Trump quickly reversed course, saying he did not want to “hurt” the Chinese economy and adding that he had a good relationship with President Xi. It is also worth noting that in addition to limiting American influence by experimenting with its export markets, China maintains… Crackdown on rare earth metals That the United States does not have.

Impact

Economists are largely unconcerned with the shift in tone between the United States and Canada. As Paul Donovan of UBS told clients this morning: “This has happened before, but the previous threats were related to specific Canadian government policies. This time the motivation appears to be political announcements…which may indicate that a solution is more difficult to reach. There is no political action that can be undone to reset the situation.”
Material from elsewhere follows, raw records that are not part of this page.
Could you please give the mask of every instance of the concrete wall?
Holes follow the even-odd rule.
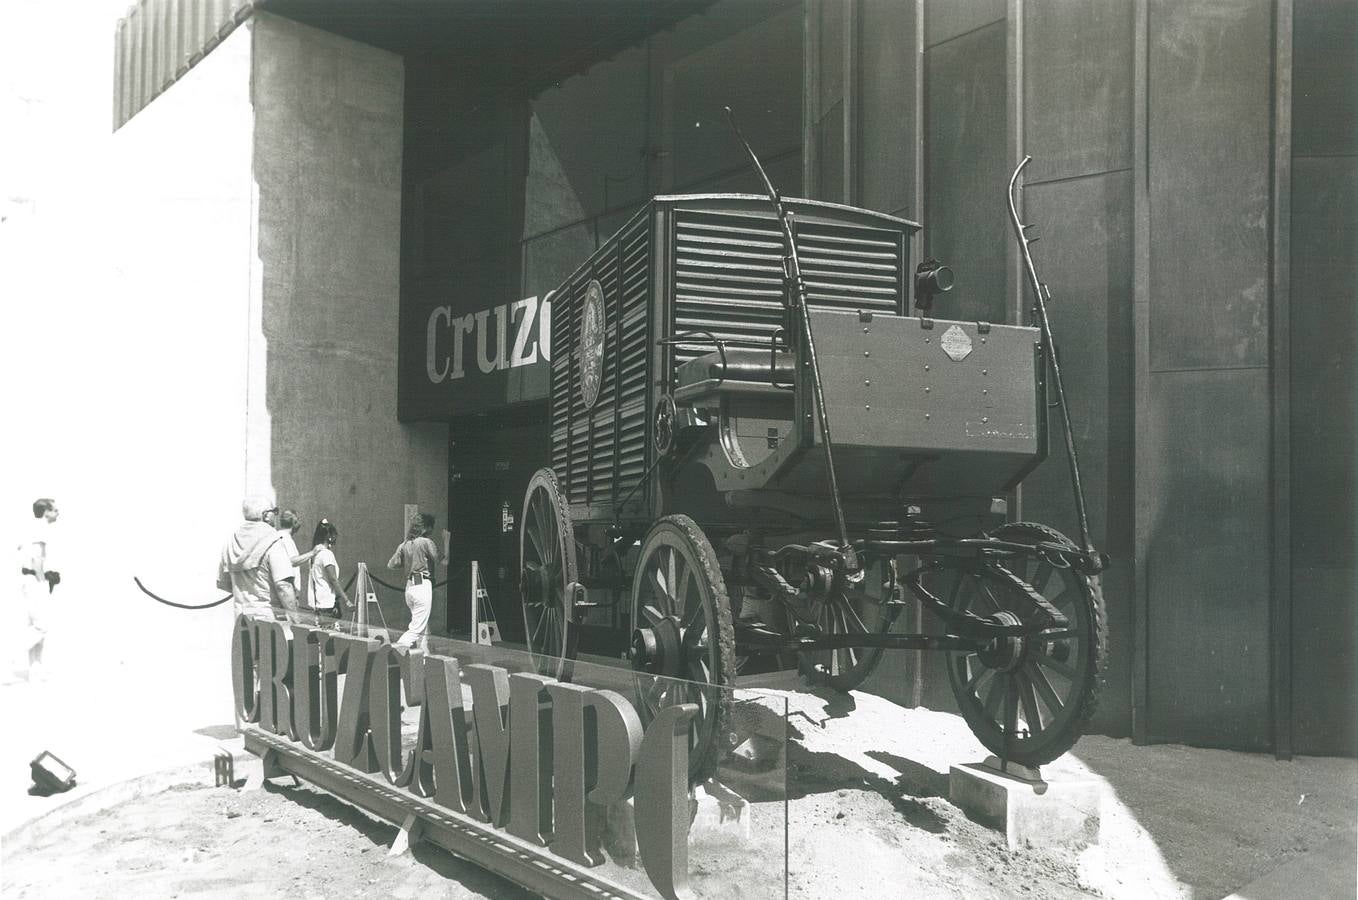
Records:
[[[440,527],[448,508],[447,426],[396,420],[402,61],[267,14],[251,32],[247,480],[302,513],[305,541],[330,517],[345,578],[362,560],[399,584],[404,505]],[[400,593],[378,593],[404,625]]]

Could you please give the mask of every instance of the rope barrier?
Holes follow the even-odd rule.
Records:
[[[470,568],[471,568],[470,566],[462,566],[462,567],[461,567],[460,569],[458,569],[456,572],[450,573],[449,576],[448,576],[447,578],[443,579],[442,581],[436,581],[436,582],[434,582],[433,586],[434,586],[435,588],[441,588],[441,587],[443,587],[444,585],[446,585],[449,581],[451,581],[455,576],[461,575],[463,572],[469,571]],[[352,574],[352,575],[349,576],[349,580],[346,581],[346,582],[344,583],[344,592],[345,592],[346,594],[349,593],[349,589],[350,589],[351,587],[353,587],[353,585],[354,585],[354,580],[355,580],[356,578],[358,578],[358,570],[357,570],[357,569],[354,570],[354,574]],[[145,594],[146,596],[150,597],[152,600],[156,601],[157,603],[164,603],[166,606],[173,606],[175,609],[212,609],[214,606],[221,606],[223,603],[228,603],[228,602],[230,602],[230,600],[231,600],[231,595],[230,595],[230,594],[227,594],[227,595],[226,595],[225,597],[223,597],[222,599],[220,599],[220,600],[214,600],[214,601],[212,601],[211,603],[196,603],[196,604],[195,604],[195,603],[175,603],[173,600],[166,600],[164,597],[160,596],[159,594],[155,593],[155,592],[152,591],[150,588],[148,588],[146,585],[142,584],[142,583],[141,583],[141,579],[138,578],[136,575],[133,575],[133,576],[132,576],[132,580],[133,580],[134,582],[136,582],[137,587],[141,588],[141,592],[142,592],[143,594]],[[404,588],[404,587],[397,587],[397,586],[394,585],[394,584],[387,584],[385,581],[383,581],[382,579],[380,579],[380,578],[378,578],[376,575],[374,575],[371,571],[368,572],[368,580],[369,580],[369,581],[373,581],[373,582],[375,582],[375,583],[377,583],[377,584],[382,585],[382,587],[386,588],[386,589],[389,590],[389,591],[400,591],[400,592],[402,592],[402,593],[405,592],[405,588]]]
[[[446,585],[449,581],[452,581],[453,578],[454,578],[455,576],[461,575],[463,572],[469,572],[469,571],[471,571],[471,566],[470,566],[470,565],[465,565],[465,566],[463,566],[462,568],[458,569],[456,572],[449,572],[447,578],[443,579],[442,581],[435,581],[435,582],[433,582],[433,587],[434,587],[435,589],[441,588],[441,587],[443,587],[444,585]],[[357,575],[358,573],[355,572],[354,574]],[[353,581],[352,578],[350,578],[349,580],[350,580],[351,582]],[[376,575],[374,575],[374,574],[372,573],[372,569],[371,569],[371,568],[368,569],[368,580],[369,580],[369,581],[376,582],[377,584],[382,585],[382,587],[386,588],[386,589],[389,590],[389,591],[402,591],[402,592],[405,591],[405,588],[404,588],[403,586],[399,586],[399,585],[395,585],[395,584],[387,584],[385,581],[383,581],[382,579],[378,578]],[[348,590],[348,588],[346,587],[345,590]]]
[[[222,599],[214,600],[211,603],[200,603],[197,605],[190,605],[188,603],[175,603],[173,600],[166,600],[164,597],[161,597],[158,594],[153,593],[146,587],[146,585],[141,583],[141,579],[138,578],[136,575],[132,576],[132,580],[137,583],[137,587],[141,588],[141,592],[143,594],[150,597],[152,600],[155,600],[157,603],[164,603],[166,606],[173,606],[175,609],[212,609],[212,607],[221,606],[223,603],[226,603],[228,600],[231,599],[231,595],[227,594]]]

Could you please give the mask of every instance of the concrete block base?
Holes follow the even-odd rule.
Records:
[[[992,762],[994,763],[992,765]],[[952,766],[948,798],[969,817],[1003,831],[1010,850],[1098,843],[1102,786],[1094,778],[1044,781],[1031,769],[984,763]]]
[[[729,847],[750,842],[750,805],[744,797],[709,781],[694,790],[692,803],[695,809],[688,830],[691,845],[710,842],[712,846]]]
[[[750,804],[725,785],[708,781],[689,795],[688,840],[690,847],[708,845],[729,848],[750,843]],[[636,810],[632,801],[608,807],[604,820],[603,846],[614,862],[637,862]]]

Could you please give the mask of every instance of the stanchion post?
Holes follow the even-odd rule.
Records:
[[[471,620],[471,632],[469,636],[473,644],[478,644],[480,643],[480,640],[478,639],[477,635],[479,633],[478,626],[480,626],[481,624],[481,598],[477,594],[476,586],[481,582],[481,564],[478,563],[476,560],[472,560],[471,568],[472,568],[472,581],[471,581],[472,620]]]
[[[360,594],[363,599],[354,604],[354,624],[360,628],[368,627],[368,598],[372,596],[372,584],[368,581],[368,564],[361,562],[358,564],[358,580],[355,582],[358,590],[354,593]],[[360,632],[367,634],[366,631]]]

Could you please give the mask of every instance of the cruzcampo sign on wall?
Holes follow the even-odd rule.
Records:
[[[412,299],[402,311],[400,415],[435,419],[548,394],[551,294],[505,303]]]
[[[554,897],[644,896],[599,871],[608,818],[630,798],[654,890],[688,894],[695,704],[643,727],[615,691],[245,615],[231,663],[265,777],[304,778]],[[419,707],[413,742],[403,697]]]

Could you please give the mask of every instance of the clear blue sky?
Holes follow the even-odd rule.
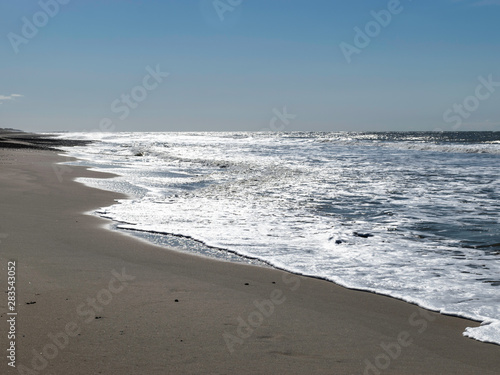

“However, financial markets are likely to be muted in their reaction, for now. Trade negotiations do not cover all or even most trade between Canada and the United States.”

He added: “Despite the greater difficulties in engineering a US retreat this time, past experience suggests that this type of issue will be resolved before long.”

Markets are more concerned about the repercussions of the Xi-Trump meeting. “Growing uncertainty or hostility in China-US trade relations could have more serious economic consequences,” Donovan added.

Jim Reed Deutsche Bank He told clients this morning that confirmation of the meeting “raised hopes for a detente between the world’s two largest economies. This will be the first in-person meeting between the two leaders since Trump returned to office in January, and comes as the current 90-day US-China tariff truce is set to end on November 10.”